Andersen, the alliance's executive director, said last week the federal Rural Domestic Violence and Child Victimization Fund had notified the alliance its $250,000 annual grant would not be renewed.
"We got no feedback in two years that we weren't doing everything they wanted us to do, and we're the same community we were two years ago when we met all their criteria," she said. "I don't know."
At a news conference Friday, July 7, outside the Leavenworth County Justice Center, surrounded by a phalanx of law enforcement officials from Lansing, Leavenworth and Leavenworth County, area politicians, candidates and other supporters, Andersen explained what the loss of the grant money would mean.
"Over the past several years, the Alliance Against Family Violence has depended upon this money to support our victim-advocacy program, our case-management program, our child therapy-play therapy program, our community outreach initiatives and our police response advocates," she said. "All of these services, these are not a luxury - these are a necessity for the sake of families and for the quality of life in Leavenworth County."
Lee Doehring, Leavenworth's chief of police, said the alliance provided a critical service in the county. He was especially complimentary of the police response advocates, who come to the scene of domestic violence incidents and offer emotional and practical assistance to victims. The advocates, he said, help victims clearly see alternatives to either repair or terminate their soured relationship.
"It's critical at the time that this domestic violence is going on that this intervention take place," Doehring said.
The importance of the advocates' work can't be discounted, he said.
"I can say unequivocally that, through the intervention of these people and helping victims find other alternatives and resources available to them, we have prevented aggravated batteries, rapes and homicides," he said.
Andersen said that without an outpouring of support from the public or some other immediate financial boost, loss of the grant would mean the layoff of eight of the alliance's 15 staffers and a cut in each of its programs.
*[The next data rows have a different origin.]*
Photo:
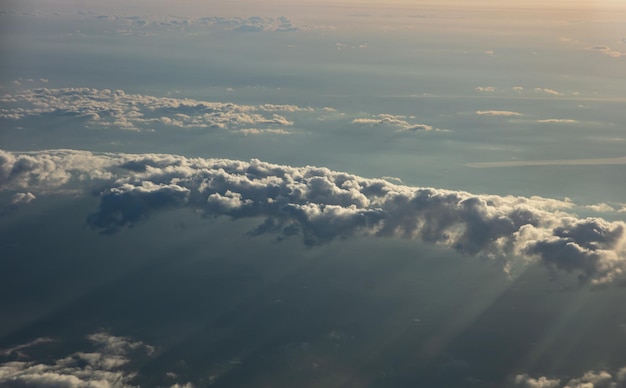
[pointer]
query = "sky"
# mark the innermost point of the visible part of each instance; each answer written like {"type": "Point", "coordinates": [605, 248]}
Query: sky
{"type": "Point", "coordinates": [314, 194]}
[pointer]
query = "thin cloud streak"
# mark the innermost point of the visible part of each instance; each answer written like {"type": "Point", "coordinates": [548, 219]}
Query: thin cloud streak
{"type": "Point", "coordinates": [561, 162]}
{"type": "Point", "coordinates": [320, 205]}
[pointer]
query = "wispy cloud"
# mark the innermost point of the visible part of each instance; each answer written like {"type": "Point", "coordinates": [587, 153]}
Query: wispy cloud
{"type": "Point", "coordinates": [118, 109]}
{"type": "Point", "coordinates": [556, 162]}
{"type": "Point", "coordinates": [399, 122]}
{"type": "Point", "coordinates": [322, 205]}
{"type": "Point", "coordinates": [590, 379]}
{"type": "Point", "coordinates": [558, 121]}
{"type": "Point", "coordinates": [103, 366]}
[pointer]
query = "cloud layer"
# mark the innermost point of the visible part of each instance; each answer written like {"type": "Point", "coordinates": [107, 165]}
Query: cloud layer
{"type": "Point", "coordinates": [323, 205]}
{"type": "Point", "coordinates": [102, 367]}
{"type": "Point", "coordinates": [591, 379]}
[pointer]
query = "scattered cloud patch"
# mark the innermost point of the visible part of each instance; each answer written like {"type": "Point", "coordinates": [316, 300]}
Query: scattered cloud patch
{"type": "Point", "coordinates": [396, 121]}
{"type": "Point", "coordinates": [591, 379]}
{"type": "Point", "coordinates": [608, 51]}
{"type": "Point", "coordinates": [106, 365]}
{"type": "Point", "coordinates": [506, 113]}
{"type": "Point", "coordinates": [558, 121]}
{"type": "Point", "coordinates": [322, 205]}
{"type": "Point", "coordinates": [118, 109]}
{"type": "Point", "coordinates": [556, 162]}
{"type": "Point", "coordinates": [551, 92]}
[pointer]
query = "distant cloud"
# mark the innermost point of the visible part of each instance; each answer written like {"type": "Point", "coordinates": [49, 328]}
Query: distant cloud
{"type": "Point", "coordinates": [118, 109]}
{"type": "Point", "coordinates": [558, 121]}
{"type": "Point", "coordinates": [397, 121]}
{"type": "Point", "coordinates": [323, 205]}
{"type": "Point", "coordinates": [608, 51]}
{"type": "Point", "coordinates": [555, 162]}
{"type": "Point", "coordinates": [591, 379]}
{"type": "Point", "coordinates": [497, 113]}
{"type": "Point", "coordinates": [104, 366]}
{"type": "Point", "coordinates": [256, 131]}
{"type": "Point", "coordinates": [548, 91]}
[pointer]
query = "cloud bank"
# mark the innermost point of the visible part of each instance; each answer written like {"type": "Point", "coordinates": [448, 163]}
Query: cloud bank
{"type": "Point", "coordinates": [106, 365]}
{"type": "Point", "coordinates": [118, 109]}
{"type": "Point", "coordinates": [322, 205]}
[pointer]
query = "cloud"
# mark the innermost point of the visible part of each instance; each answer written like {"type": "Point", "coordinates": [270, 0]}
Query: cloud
{"type": "Point", "coordinates": [497, 113]}
{"type": "Point", "coordinates": [556, 162]}
{"type": "Point", "coordinates": [558, 121]}
{"type": "Point", "coordinates": [256, 131]}
{"type": "Point", "coordinates": [22, 198]}
{"type": "Point", "coordinates": [118, 109]}
{"type": "Point", "coordinates": [548, 91]}
{"type": "Point", "coordinates": [608, 51]}
{"type": "Point", "coordinates": [397, 121]}
{"type": "Point", "coordinates": [525, 381]}
{"type": "Point", "coordinates": [591, 379]}
{"type": "Point", "coordinates": [321, 205]}
{"type": "Point", "coordinates": [104, 366]}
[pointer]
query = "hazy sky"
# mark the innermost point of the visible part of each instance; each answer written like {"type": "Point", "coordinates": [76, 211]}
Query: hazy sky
{"type": "Point", "coordinates": [316, 194]}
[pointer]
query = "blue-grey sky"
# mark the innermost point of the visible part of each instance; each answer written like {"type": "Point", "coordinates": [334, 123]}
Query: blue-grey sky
{"type": "Point", "coordinates": [319, 194]}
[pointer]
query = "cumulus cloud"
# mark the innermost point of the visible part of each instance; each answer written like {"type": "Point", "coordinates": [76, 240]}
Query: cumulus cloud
{"type": "Point", "coordinates": [104, 366]}
{"type": "Point", "coordinates": [396, 121]}
{"type": "Point", "coordinates": [322, 205]}
{"type": "Point", "coordinates": [608, 51]}
{"type": "Point", "coordinates": [591, 379]}
{"type": "Point", "coordinates": [118, 109]}
{"type": "Point", "coordinates": [548, 91]}
{"type": "Point", "coordinates": [497, 113]}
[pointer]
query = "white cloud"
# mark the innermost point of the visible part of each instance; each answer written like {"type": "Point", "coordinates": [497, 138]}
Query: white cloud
{"type": "Point", "coordinates": [117, 109]}
{"type": "Point", "coordinates": [591, 379]}
{"type": "Point", "coordinates": [601, 208]}
{"type": "Point", "coordinates": [104, 366]}
{"type": "Point", "coordinates": [22, 198]}
{"type": "Point", "coordinates": [322, 205]}
{"type": "Point", "coordinates": [525, 381]}
{"type": "Point", "coordinates": [548, 91]}
{"type": "Point", "coordinates": [558, 121]}
{"type": "Point", "coordinates": [497, 113]}
{"type": "Point", "coordinates": [397, 121]}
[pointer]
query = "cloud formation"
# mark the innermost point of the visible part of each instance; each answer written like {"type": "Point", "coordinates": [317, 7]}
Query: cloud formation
{"type": "Point", "coordinates": [118, 109]}
{"type": "Point", "coordinates": [105, 366]}
{"type": "Point", "coordinates": [395, 121]}
{"type": "Point", "coordinates": [591, 379]}
{"type": "Point", "coordinates": [322, 205]}
{"type": "Point", "coordinates": [497, 113]}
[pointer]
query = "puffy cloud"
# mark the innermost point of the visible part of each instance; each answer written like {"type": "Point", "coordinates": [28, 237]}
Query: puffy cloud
{"type": "Point", "coordinates": [591, 379]}
{"type": "Point", "coordinates": [22, 198]}
{"type": "Point", "coordinates": [525, 381]}
{"type": "Point", "coordinates": [548, 91]}
{"type": "Point", "coordinates": [323, 205]}
{"type": "Point", "coordinates": [397, 121]}
{"type": "Point", "coordinates": [497, 113]}
{"type": "Point", "coordinates": [105, 366]}
{"type": "Point", "coordinates": [116, 108]}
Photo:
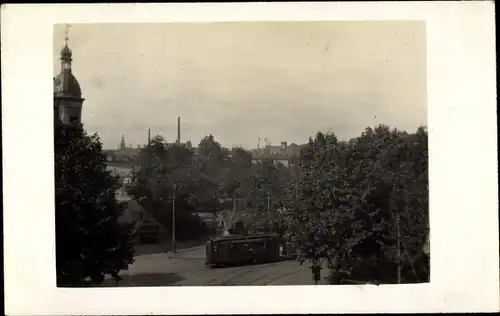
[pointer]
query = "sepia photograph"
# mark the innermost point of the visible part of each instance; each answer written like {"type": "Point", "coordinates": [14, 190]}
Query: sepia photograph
{"type": "Point", "coordinates": [249, 158]}
{"type": "Point", "coordinates": [241, 153]}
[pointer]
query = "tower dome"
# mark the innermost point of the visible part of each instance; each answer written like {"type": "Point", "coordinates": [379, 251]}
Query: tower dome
{"type": "Point", "coordinates": [67, 93]}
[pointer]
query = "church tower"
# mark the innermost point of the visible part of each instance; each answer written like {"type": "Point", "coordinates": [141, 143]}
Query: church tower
{"type": "Point", "coordinates": [68, 99]}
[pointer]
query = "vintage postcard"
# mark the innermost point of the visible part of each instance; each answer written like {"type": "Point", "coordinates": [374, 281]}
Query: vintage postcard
{"type": "Point", "coordinates": [277, 164]}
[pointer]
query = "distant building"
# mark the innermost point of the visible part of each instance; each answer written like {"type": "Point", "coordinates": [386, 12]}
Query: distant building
{"type": "Point", "coordinates": [284, 154]}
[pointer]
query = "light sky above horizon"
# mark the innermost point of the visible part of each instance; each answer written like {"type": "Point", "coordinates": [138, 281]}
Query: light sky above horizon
{"type": "Point", "coordinates": [240, 81]}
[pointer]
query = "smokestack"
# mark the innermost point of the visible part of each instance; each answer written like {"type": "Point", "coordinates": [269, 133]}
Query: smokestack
{"type": "Point", "coordinates": [178, 130]}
"We are looking desperately for funding now. We are trying to piecemeal as much as we can together to try to keep as many of the services going as possible. But we're talking about eight staff positions, we're talking about four major programs for this community," she said.
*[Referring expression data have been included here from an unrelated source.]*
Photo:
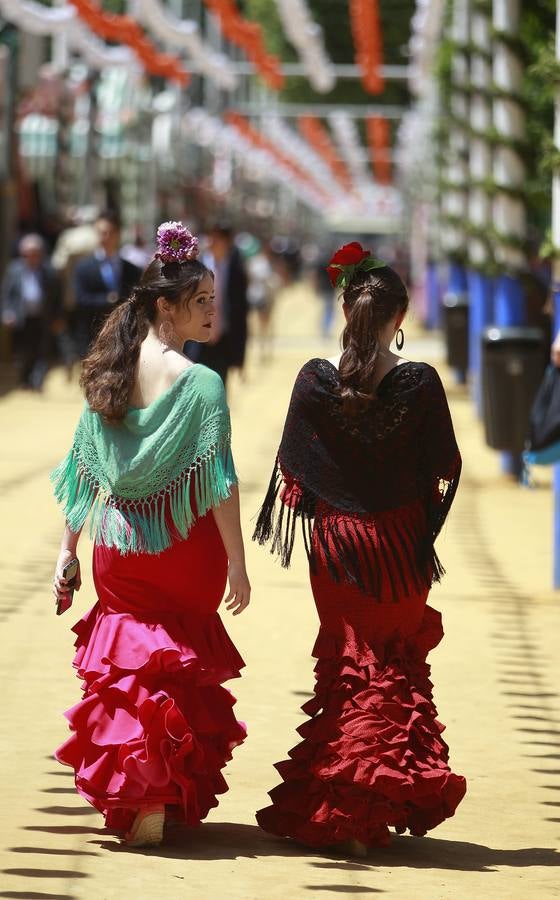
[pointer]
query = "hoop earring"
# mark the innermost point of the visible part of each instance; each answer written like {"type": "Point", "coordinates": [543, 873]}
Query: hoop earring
{"type": "Point", "coordinates": [167, 335]}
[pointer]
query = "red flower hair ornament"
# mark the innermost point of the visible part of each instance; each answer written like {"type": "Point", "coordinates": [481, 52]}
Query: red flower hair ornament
{"type": "Point", "coordinates": [351, 258]}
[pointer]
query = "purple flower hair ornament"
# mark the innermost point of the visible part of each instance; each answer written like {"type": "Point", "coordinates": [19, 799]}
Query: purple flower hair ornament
{"type": "Point", "coordinates": [175, 243]}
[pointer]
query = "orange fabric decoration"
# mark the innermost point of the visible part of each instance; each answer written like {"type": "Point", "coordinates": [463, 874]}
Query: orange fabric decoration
{"type": "Point", "coordinates": [125, 30]}
{"type": "Point", "coordinates": [317, 135]}
{"type": "Point", "coordinates": [249, 37]}
{"type": "Point", "coordinates": [379, 139]}
{"type": "Point", "coordinates": [368, 41]}
{"type": "Point", "coordinates": [263, 143]}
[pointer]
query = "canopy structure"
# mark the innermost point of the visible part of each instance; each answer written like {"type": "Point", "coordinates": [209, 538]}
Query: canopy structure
{"type": "Point", "coordinates": [289, 103]}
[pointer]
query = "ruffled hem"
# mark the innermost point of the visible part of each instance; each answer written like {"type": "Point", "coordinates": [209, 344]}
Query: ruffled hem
{"type": "Point", "coordinates": [372, 754]}
{"type": "Point", "coordinates": [154, 725]}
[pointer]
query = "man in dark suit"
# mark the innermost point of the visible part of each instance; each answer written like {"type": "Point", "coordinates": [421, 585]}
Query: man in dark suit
{"type": "Point", "coordinates": [226, 348]}
{"type": "Point", "coordinates": [101, 281]}
{"type": "Point", "coordinates": [31, 308]}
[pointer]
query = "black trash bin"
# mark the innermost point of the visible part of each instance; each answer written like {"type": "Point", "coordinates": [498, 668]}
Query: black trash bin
{"type": "Point", "coordinates": [512, 370]}
{"type": "Point", "coordinates": [456, 330]}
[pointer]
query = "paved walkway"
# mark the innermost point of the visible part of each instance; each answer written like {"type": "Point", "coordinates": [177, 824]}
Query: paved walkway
{"type": "Point", "coordinates": [496, 680]}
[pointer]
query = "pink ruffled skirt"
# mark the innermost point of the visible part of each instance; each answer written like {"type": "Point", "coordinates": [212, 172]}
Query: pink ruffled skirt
{"type": "Point", "coordinates": [155, 724]}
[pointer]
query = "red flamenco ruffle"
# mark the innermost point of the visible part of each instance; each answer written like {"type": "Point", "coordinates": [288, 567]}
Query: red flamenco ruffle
{"type": "Point", "coordinates": [372, 754]}
{"type": "Point", "coordinates": [154, 724]}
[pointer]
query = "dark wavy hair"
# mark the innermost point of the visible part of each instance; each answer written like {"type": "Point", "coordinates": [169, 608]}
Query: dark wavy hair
{"type": "Point", "coordinates": [372, 298]}
{"type": "Point", "coordinates": [109, 369]}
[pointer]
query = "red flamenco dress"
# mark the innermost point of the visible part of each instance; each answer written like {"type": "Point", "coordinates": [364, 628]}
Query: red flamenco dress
{"type": "Point", "coordinates": [370, 498]}
{"type": "Point", "coordinates": [154, 725]}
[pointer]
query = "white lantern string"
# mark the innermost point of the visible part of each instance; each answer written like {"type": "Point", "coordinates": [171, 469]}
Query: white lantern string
{"type": "Point", "coordinates": [184, 34]}
{"type": "Point", "coordinates": [307, 38]}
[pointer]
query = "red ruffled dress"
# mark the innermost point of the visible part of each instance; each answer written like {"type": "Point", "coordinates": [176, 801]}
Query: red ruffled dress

Since news of the grant denial was received, Andersen said the alliance had submitted applications for several private grants, including from "Oprah's Angels," the foundation operated by Oprah Winfrey. The alliance also is working with Kansas Gov. Kathleen Sebelius' office to land a Victims of Crime Assistance grant.
Andersen, however, made it clear she was disappointed the federal government wasn't pulling its financial weight for a service in a county with a population heavily tied to the military and federal prison system.
"What I want to say is that the state is meeting their obligations. The state funding is happening. It's the federal funding (that's not)," she said.
Andersen likened the fight against domestic violence in Leavenworth County and elsewhere to the fight against terror globally.
"You know, we talk a lot about terrorists, and we talk a lot about homeland security," Andersen said. "And I can't think of any more basic homeland security than being able to be free and feel safe in your own home.
"When you're living with somebody who is a batterer or an abuser, you're living with somebody who subjects you to terror and is a terrorist in a way. So I guess, I'm thinking I'm all for homeland security, and I want it to begin in our homes," she said.
Andersen urged action from the community on behalf of the alliance.
"We need your financial support, we need your volunteer support, and we need for as many community members as possible to write, to e-mail or to call our elected officials in Washington, our senators and our congressman, and please encourage them to support our organization's efforts," she said.
Laura Swisshelm, who chairs the alliance's board of directors, said despite the financial setbacks, the alliance wasn't going down without a fight.
"To have one-third of our funds just cut off with no warning whatsoever has really put the pinch on us," she said. "But we're not going to sit. We are going to do as much as we can with what we have to work with."